Adam’s surgery went well, and my oldest daughter is taking him up to the city right now for postoperative check up. And she brought me pinto beans and pasta salad. Nom. Making preparations for this afternoon’s possible shelter seeking situation, boy, we are having a doozy of a Spring here! But the nice part about that is how pleasant the temperature is most days.
For we’ve had years when the temps were soaring all the way up to 105 already. The AT&T guy was reminiscing with me about our previous years of extreme weather. We Oklahomans always have that in common, a reference point we can always touch base with as red dirt people.
People who have lived here for many generations. Whose ancestors survived the Dust Bowl and the Depression. Whose families fought in both WWI and WWII. Survivors. People who look out for one another, whose concern for another’s well being will bring volunteers from all walks of life to help rebuild after monster storms.
I’m proud of my Oklahoma heritage. And of having a multicultural family. ¡Te amo, mi familia! My miracle boy Nick came to visit yesterday since he had the day off and wanted to see Adam. We were so happy to see him!
Big strong boy, he’s doing well for himself. He’s immersed himself in the Tulsa Burn City Culture and knows how to spin poi now. Real burning poi, not the LED kind. The lovely little young woman who brought him over told me they plan to kidnap me at some point. Because I would fit right in over there, apparently.

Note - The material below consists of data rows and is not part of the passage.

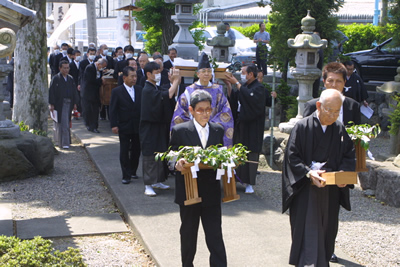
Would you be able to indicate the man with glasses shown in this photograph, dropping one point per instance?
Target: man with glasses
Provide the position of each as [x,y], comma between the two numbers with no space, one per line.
[155,108]
[249,116]
[334,76]
[317,143]
[221,111]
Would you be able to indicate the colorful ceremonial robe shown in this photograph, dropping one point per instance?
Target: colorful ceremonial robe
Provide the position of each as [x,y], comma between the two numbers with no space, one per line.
[221,110]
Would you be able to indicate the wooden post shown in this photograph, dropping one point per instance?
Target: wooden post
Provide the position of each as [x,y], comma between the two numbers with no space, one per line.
[192,191]
[361,163]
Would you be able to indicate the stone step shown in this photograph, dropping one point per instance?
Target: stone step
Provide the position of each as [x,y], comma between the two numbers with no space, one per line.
[61,226]
[6,222]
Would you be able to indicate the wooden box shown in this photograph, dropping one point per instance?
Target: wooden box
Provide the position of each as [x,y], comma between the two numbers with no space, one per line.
[340,177]
[192,191]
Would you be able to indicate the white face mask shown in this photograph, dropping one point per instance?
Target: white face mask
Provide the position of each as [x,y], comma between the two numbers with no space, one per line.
[157,77]
[243,78]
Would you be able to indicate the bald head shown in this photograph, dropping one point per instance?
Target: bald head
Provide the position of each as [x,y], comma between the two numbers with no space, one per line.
[329,105]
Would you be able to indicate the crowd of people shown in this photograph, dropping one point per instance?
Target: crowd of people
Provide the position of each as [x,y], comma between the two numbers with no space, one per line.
[151,109]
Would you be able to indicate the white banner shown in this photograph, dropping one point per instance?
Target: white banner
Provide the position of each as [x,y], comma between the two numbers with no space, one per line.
[75,13]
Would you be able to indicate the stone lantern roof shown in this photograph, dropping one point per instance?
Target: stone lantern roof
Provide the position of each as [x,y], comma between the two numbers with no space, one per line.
[307,39]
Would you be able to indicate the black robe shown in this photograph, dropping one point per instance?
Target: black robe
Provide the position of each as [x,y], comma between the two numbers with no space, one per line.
[249,122]
[355,88]
[154,119]
[308,143]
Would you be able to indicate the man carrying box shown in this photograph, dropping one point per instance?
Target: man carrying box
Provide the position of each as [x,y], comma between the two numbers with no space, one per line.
[318,143]
[199,132]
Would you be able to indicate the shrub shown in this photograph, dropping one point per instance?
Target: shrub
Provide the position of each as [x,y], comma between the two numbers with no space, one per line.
[36,252]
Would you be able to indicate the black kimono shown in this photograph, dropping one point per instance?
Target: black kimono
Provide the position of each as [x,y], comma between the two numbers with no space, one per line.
[155,112]
[249,125]
[314,211]
[355,89]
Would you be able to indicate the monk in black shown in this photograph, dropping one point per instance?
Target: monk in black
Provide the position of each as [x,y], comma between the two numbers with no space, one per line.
[314,207]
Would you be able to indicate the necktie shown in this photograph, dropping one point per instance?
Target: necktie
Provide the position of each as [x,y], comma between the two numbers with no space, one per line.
[203,137]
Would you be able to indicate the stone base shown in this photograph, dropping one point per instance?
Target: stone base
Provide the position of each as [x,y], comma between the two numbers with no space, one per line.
[384,179]
[25,156]
[186,51]
[8,130]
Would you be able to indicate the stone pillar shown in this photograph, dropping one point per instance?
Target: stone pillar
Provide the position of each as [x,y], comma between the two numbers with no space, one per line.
[183,41]
[306,71]
[8,42]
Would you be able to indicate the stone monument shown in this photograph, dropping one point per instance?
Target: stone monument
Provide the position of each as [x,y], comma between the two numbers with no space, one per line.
[183,41]
[306,71]
[221,44]
[391,88]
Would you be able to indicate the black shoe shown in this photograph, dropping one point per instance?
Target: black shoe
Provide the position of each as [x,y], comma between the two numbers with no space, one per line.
[333,258]
[126,180]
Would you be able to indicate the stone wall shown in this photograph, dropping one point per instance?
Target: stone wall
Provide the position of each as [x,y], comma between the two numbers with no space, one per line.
[25,156]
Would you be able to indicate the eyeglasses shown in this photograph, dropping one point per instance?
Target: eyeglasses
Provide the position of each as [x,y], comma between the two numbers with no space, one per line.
[201,111]
[330,112]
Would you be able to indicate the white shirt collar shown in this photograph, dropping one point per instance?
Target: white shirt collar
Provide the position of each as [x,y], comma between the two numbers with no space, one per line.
[199,127]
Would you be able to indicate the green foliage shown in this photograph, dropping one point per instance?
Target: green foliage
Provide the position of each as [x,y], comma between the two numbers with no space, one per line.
[394,118]
[36,252]
[25,128]
[362,133]
[285,19]
[364,36]
[213,156]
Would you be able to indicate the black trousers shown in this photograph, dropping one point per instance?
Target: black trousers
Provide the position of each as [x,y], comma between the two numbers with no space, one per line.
[104,112]
[129,154]
[91,114]
[211,220]
[261,58]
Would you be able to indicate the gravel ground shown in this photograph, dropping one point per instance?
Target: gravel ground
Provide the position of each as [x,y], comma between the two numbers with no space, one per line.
[75,188]
[370,233]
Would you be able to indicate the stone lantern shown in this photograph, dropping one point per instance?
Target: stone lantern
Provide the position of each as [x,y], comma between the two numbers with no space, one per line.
[306,71]
[221,44]
[183,41]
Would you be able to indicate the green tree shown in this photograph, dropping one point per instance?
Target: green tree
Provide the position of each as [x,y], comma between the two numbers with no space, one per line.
[395,19]
[285,19]
[156,19]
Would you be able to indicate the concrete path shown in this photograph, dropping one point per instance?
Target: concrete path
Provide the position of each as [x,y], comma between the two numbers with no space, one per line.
[255,232]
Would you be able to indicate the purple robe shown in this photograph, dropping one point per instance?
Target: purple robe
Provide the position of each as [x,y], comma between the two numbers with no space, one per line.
[221,110]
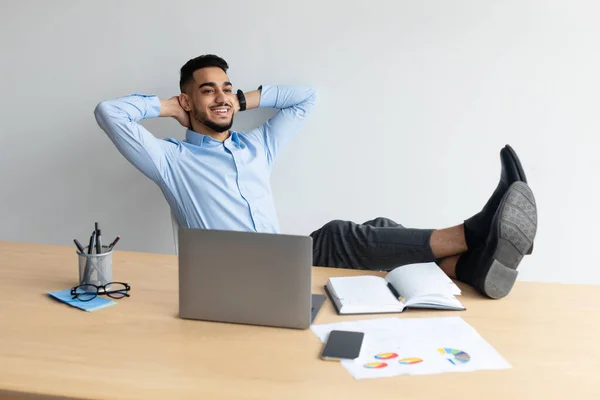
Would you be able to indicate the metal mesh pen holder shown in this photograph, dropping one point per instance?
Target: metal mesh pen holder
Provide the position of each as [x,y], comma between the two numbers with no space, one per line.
[95,269]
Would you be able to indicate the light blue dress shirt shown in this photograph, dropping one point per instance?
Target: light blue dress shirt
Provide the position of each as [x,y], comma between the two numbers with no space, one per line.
[210,184]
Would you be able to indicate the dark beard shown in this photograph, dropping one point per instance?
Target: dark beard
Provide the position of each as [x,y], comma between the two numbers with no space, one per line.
[203,119]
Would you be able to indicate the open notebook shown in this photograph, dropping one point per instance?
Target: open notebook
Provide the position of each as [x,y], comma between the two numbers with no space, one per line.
[421,285]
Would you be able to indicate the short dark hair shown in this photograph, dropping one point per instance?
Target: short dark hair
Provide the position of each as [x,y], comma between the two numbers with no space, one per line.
[204,61]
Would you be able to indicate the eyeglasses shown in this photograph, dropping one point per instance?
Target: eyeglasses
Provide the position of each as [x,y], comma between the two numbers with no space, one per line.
[87,292]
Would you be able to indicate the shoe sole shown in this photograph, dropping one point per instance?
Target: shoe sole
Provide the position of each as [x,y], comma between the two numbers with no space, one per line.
[520,171]
[516,230]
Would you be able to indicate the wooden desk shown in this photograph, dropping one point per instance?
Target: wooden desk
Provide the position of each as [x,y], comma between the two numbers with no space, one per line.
[139,349]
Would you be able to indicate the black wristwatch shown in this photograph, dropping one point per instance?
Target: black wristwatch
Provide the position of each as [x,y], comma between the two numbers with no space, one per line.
[241,99]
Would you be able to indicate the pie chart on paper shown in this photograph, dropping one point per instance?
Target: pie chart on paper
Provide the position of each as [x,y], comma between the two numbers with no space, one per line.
[455,356]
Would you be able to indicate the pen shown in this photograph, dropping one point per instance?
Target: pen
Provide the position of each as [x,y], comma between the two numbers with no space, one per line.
[92,243]
[98,242]
[79,246]
[110,247]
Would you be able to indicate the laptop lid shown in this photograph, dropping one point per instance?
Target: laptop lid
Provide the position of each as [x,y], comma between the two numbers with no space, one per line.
[245,277]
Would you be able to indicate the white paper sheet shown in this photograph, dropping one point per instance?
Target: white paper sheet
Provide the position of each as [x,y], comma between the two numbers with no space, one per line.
[416,346]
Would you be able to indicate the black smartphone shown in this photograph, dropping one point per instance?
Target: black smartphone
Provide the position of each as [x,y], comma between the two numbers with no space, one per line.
[342,345]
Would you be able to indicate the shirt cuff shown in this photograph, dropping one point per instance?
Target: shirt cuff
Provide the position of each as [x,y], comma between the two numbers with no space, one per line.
[268,96]
[151,105]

She showed me a photo of hammocks stacked over each other. Very cool. I need one of my own to bring when visiting. That will be so fun! Just a short visit, though. I definitely need more alone time these days.
And learning how to be perfectly okay with the alone times without crumbling or folding in on myself is an ongoing process. Not an overnight sense of surrender but a daily practice kind of thing.

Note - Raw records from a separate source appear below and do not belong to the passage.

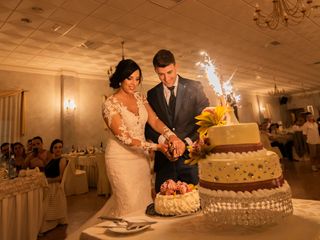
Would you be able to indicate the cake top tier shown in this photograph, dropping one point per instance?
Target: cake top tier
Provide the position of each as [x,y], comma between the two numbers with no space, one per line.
[243,133]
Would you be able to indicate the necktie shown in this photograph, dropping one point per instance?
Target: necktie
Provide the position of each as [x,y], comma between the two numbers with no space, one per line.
[172,103]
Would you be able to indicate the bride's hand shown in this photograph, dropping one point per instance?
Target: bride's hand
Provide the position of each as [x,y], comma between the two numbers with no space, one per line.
[163,148]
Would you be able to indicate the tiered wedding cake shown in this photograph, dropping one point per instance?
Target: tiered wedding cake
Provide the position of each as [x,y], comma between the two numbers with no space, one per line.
[241,183]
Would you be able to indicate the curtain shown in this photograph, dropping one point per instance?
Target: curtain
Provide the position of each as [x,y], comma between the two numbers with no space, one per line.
[11,115]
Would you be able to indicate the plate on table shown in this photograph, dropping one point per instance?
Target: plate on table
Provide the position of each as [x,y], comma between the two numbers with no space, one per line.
[151,212]
[128,225]
[124,230]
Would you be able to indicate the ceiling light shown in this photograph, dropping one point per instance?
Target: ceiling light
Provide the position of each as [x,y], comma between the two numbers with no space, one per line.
[285,12]
[276,92]
[37,9]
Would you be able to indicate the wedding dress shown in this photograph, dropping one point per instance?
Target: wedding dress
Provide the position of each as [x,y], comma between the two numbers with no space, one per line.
[128,168]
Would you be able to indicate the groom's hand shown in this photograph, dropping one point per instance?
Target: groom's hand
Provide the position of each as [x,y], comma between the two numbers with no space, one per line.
[176,146]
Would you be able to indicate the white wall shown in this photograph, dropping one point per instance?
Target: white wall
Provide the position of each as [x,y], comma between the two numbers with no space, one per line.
[43,108]
[42,102]
[302,101]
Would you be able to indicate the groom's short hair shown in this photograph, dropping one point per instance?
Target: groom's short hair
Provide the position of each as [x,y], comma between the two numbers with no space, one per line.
[163,58]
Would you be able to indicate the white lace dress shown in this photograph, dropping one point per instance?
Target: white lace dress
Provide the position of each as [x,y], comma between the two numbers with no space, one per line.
[128,168]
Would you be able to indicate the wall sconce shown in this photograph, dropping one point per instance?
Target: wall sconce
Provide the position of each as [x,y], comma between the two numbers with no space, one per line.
[70,105]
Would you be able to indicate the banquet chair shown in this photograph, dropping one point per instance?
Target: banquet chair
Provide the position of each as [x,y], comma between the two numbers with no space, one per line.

To forgive myself for being less than perfect, for mistakes I do wish hadn’t been made, but how would the important lessons have been learned otherwise? The lessons tailor made just for me. For we each came here with specific lessons and challenges to learn and overcome.
No matter what you’ve been through, there is a Divine reason behind it all. Always we are loved. Always we are worthy of receiving love. Finding our gifts to share with the earth each day is what we came here to discover.
One of the many things. Just knowing a little bit always tells us how much more there is to know. Funny how in the time of smartphones and access to limitless sources of information so many people are actually barely literate.
Funny, but not surprising. When George Orwell wrote 1984, it was considered science fiction. But it was actually a warning. And here we are living in times so similar to those he predicted.
That’s one of the many reasons this woman returns, again and again, to long forgotten language of love. For it is love that nurtures us, it is love that our souls long for, love in all its forms – love of God/Goddess, romantic love, brotherly/sisterly love, love of nature, love for all people. It’s what we have in common which matters so much more than our differences.
For we all have red blood. And we all need love, shelter, food, clean water and clean air. We all need sleep. We need each other, and it’s together that we’re building the new earth. Every moment of every day we are moving in that direction.
So love one another always, my friends. And look for the rainbows after the storms.